Build your own programming language

Of all the projects I’ve made, I receive the most questions about the Ink programming language. Most questions fall into three categories:

Why did you make a programming language?
I want to make my own programming language – any advice?
Why does Ink work the way it does?

This post aims to answer questions (1) and (2) and provide some resources for you to get started on your own language. I think (3) is best left for its own, more technical post.

This post is organized into a few sections.

Why should you?
Design
Implementation
Other considerations
Start small, get creative, ask questions

Why should you?

Making an interpreter for a new programming language is the most technically rewarding project I’ve worked on. It pushed my understanding of fundamental software concepts and helped me comprehend how a computer works at a deeper level.

Programming languages and compilers / interpreters can be black boxes for programmers starting out. They’re tools taken for granted, and you can write good software without necessarily worrying about how the languages and primitive tools you’re using work under the hood. But writing a programming language involves understanding the most meaty parts of the computing stack, from the CPU and memory up through the operating system, in-memory data structures, processes, threads, the stack, all the way up to libraries and applications. It’s the floodgate to the most interesting mathematics in computing – category theory and type systems, algebras, lots of applications of graph theory, complexity analysis, and more. Writing and studying programming languages, I found myself getting more familiar with both the mathematics and the mechanical underpinnings of how computers work.

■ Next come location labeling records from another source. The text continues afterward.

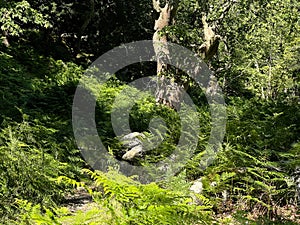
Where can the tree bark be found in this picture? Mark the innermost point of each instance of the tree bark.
(5, 39)
(167, 92)
(86, 17)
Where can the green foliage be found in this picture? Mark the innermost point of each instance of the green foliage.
(126, 201)
(17, 16)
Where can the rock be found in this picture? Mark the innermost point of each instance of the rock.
(131, 140)
(133, 144)
(134, 152)
(197, 186)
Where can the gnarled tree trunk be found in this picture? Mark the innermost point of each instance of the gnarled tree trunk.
(168, 92)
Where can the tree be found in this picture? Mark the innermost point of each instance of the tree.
(170, 92)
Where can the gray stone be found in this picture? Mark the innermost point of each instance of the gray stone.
(132, 153)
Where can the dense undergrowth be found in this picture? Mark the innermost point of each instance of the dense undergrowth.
(40, 162)
(45, 49)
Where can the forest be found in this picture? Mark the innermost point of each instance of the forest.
(149, 112)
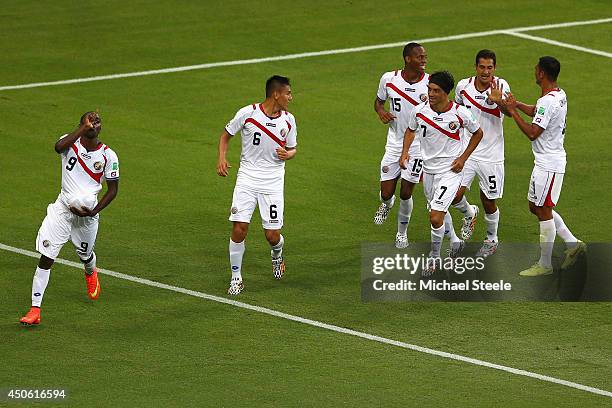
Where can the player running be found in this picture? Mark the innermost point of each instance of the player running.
(404, 89)
(439, 124)
(547, 133)
(269, 138)
(482, 94)
(86, 162)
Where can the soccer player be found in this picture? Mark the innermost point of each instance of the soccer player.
(546, 133)
(439, 124)
(404, 89)
(269, 138)
(481, 94)
(86, 162)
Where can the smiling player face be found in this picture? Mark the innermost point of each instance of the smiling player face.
(485, 70)
(283, 97)
(417, 60)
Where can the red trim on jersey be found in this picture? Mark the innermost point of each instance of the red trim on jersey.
(454, 136)
(494, 112)
(402, 94)
(95, 176)
(271, 117)
(548, 202)
(460, 120)
(266, 131)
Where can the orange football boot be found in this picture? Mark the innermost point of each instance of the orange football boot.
(32, 317)
(93, 285)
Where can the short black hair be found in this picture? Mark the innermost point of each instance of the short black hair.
(443, 79)
(486, 54)
(551, 67)
(275, 82)
(409, 47)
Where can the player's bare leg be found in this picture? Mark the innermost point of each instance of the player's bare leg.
(387, 199)
(236, 252)
(491, 217)
(276, 241)
(39, 284)
(437, 235)
(470, 213)
(404, 214)
(548, 232)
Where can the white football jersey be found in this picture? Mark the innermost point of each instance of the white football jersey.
(260, 168)
(83, 171)
(550, 115)
(491, 147)
(440, 134)
(403, 98)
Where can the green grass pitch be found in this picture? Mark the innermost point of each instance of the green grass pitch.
(144, 346)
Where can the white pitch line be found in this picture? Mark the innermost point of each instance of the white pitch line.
(558, 43)
(300, 55)
(322, 325)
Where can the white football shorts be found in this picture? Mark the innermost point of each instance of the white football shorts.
(60, 225)
(490, 177)
(271, 207)
(544, 187)
(440, 189)
(390, 168)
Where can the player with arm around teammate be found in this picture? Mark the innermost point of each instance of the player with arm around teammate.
(547, 134)
(86, 163)
(482, 94)
(438, 124)
(404, 89)
(269, 138)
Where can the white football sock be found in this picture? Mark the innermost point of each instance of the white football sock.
(492, 221)
(465, 207)
(39, 284)
(277, 250)
(547, 240)
(91, 265)
(236, 252)
(564, 232)
(437, 235)
(449, 229)
(389, 203)
(404, 214)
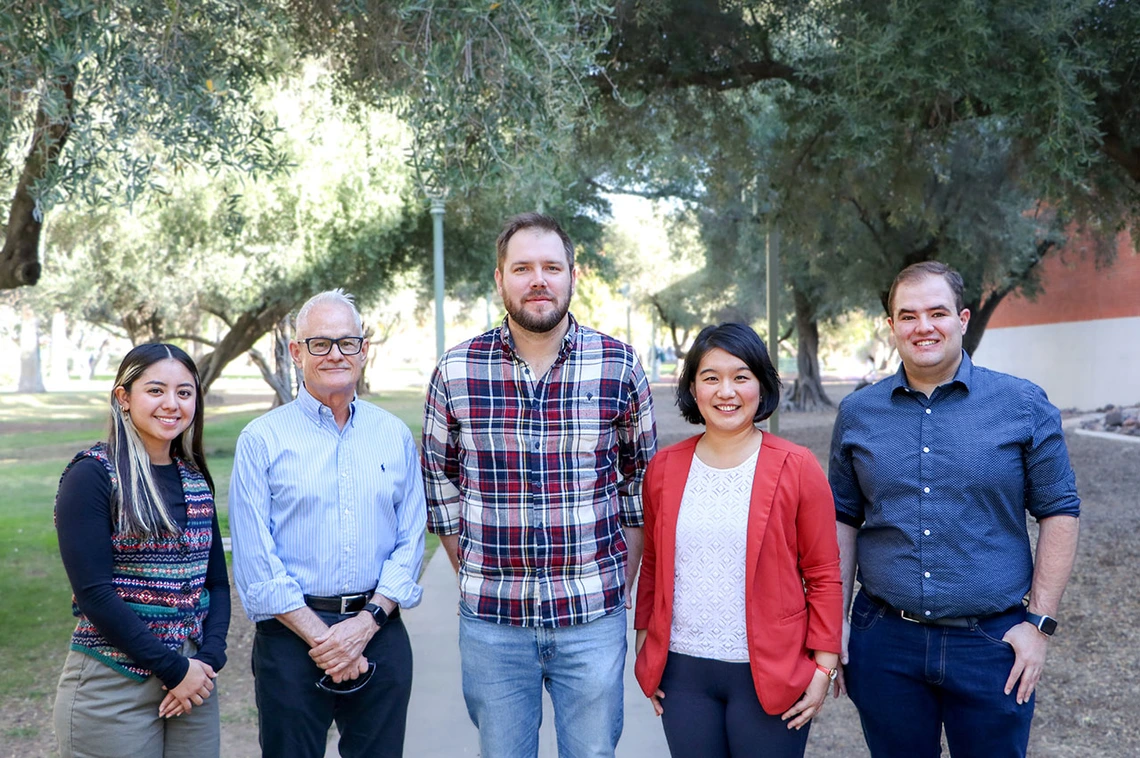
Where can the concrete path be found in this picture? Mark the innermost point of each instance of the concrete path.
(438, 723)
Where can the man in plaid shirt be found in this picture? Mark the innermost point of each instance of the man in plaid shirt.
(536, 438)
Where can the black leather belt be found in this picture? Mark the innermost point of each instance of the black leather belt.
(958, 622)
(340, 604)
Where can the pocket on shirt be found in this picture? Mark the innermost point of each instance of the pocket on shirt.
(864, 613)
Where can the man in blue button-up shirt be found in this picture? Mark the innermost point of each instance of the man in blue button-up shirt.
(327, 511)
(933, 472)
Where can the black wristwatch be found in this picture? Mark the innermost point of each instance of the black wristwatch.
(379, 614)
(1047, 625)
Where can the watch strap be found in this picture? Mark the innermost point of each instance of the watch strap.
(831, 673)
(379, 614)
(1047, 625)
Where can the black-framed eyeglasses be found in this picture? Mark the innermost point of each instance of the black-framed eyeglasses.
(348, 686)
(324, 345)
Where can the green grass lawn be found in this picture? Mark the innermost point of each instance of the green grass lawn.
(39, 433)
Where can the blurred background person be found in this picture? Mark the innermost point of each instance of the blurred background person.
(139, 539)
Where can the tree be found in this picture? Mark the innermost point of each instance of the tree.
(222, 265)
(103, 100)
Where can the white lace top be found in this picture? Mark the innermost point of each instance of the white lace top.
(708, 583)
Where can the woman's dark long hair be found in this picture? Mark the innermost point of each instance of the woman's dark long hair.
(137, 505)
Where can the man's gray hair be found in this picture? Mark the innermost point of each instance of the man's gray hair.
(328, 298)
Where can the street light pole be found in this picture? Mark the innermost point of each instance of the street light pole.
(437, 218)
(772, 253)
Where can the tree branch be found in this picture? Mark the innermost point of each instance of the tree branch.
(19, 259)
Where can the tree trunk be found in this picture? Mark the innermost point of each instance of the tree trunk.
(19, 259)
(243, 334)
(60, 351)
(979, 317)
(808, 393)
(31, 376)
(281, 376)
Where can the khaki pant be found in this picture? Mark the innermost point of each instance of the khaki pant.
(102, 714)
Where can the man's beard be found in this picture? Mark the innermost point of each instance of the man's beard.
(538, 323)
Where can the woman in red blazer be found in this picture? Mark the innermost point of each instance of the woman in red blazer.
(739, 604)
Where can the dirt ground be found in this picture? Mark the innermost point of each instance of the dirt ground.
(1085, 702)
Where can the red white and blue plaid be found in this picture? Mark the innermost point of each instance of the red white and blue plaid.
(538, 477)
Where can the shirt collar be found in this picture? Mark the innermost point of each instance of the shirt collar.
(311, 407)
(963, 376)
(568, 339)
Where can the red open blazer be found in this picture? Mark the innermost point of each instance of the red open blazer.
(792, 591)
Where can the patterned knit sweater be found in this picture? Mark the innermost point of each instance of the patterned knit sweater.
(160, 577)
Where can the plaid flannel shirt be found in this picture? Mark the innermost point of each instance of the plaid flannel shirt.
(538, 475)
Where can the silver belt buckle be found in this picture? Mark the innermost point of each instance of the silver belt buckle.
(345, 600)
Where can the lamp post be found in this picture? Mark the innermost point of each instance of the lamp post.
(772, 253)
(437, 218)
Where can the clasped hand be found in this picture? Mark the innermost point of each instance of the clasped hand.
(340, 650)
(192, 691)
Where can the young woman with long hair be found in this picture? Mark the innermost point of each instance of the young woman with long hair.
(140, 543)
(739, 603)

The project made me a better developer as a result, even if my day-to-day work rarely concerns programming language tooling or compiler writing.

A programming language also has lots of room for expansions, optimizations, and extra creativity even after the project’s version one is “finished”. If you design the initial implementation carefully, you can add new keywords, new features, optimizations, and tools to your language and interpreter / compiler incrementally over time. It’s easy to turn a language into a long-term project and creative outlet, and I’ve enjoyed expanding on my initial implementation while studying other languages after my version-one was complete.

The PL world is broad and deep; pick your battles

Unlike some other areas of software that follow hype cycles, the programming language field has grown and deepened steadily and constantly for a long time in both academia and industry. There’s a lot of literature, research, prior art, and practical advice in the wild about a million different concepts that can be combined into a new language, and a million different variations on how to implement them.

Especially for a personal-project language, I think the most fruitful approach is to pick one or two interesting ideas from the archaeology of computing, and build a programming language that examines and expands on those ideas deeply, rather than try to build the One True Language that’s best at everything and combines the best features of all the languages. Not only is it impossible to make such a language for all use cases, I think that kind of mindset also slows down development, adds unnecessary work, and doesn’t give you the mental space to learn as much about a few interesting topics you might be interested in.

For example, you might be interested in functional programming and immutable data structures. You could try to build a language that’s designed around storing all state in immutable data structures, and study how such data structures can be optimized and manipulated efficiently in a compiler. Or maybe you’re interested in low-level C programming and systems languages, in which case you might try to build a scripting language whose primary goals include elegant interoperability with C APIs and binary interfaces.

Where you start also determines the challenges and tradeoffs you’ll contend with. You might have an easier time writing a Lisp interpreter due to its simpler syntax, because it’s easy to parse compared to, say, a more complex syntax for a language with a static type system. However, Lisps tend to have semantics that are further-removed from the low-level machine code that runs, like closures. So you may trade off the ease of parsing with execution complexity.

Pick your battles carefully, and stick to a few core ideas that you want to study deeply.

Design

Before you write either an interpreter or a compiler, you need to design a language. You can spend time studying category theory and type systems and programming paradigms, but the best thing you can do for yourself at this stage is to study ideas from a wide breadth of programming languages. Don’t just limit yourself to “modern” languages like Rust and Python; reach back into computing history. There’s rich ideas to be reinvented and combined in interesting ways reaching back at least a century into computing and mathematics.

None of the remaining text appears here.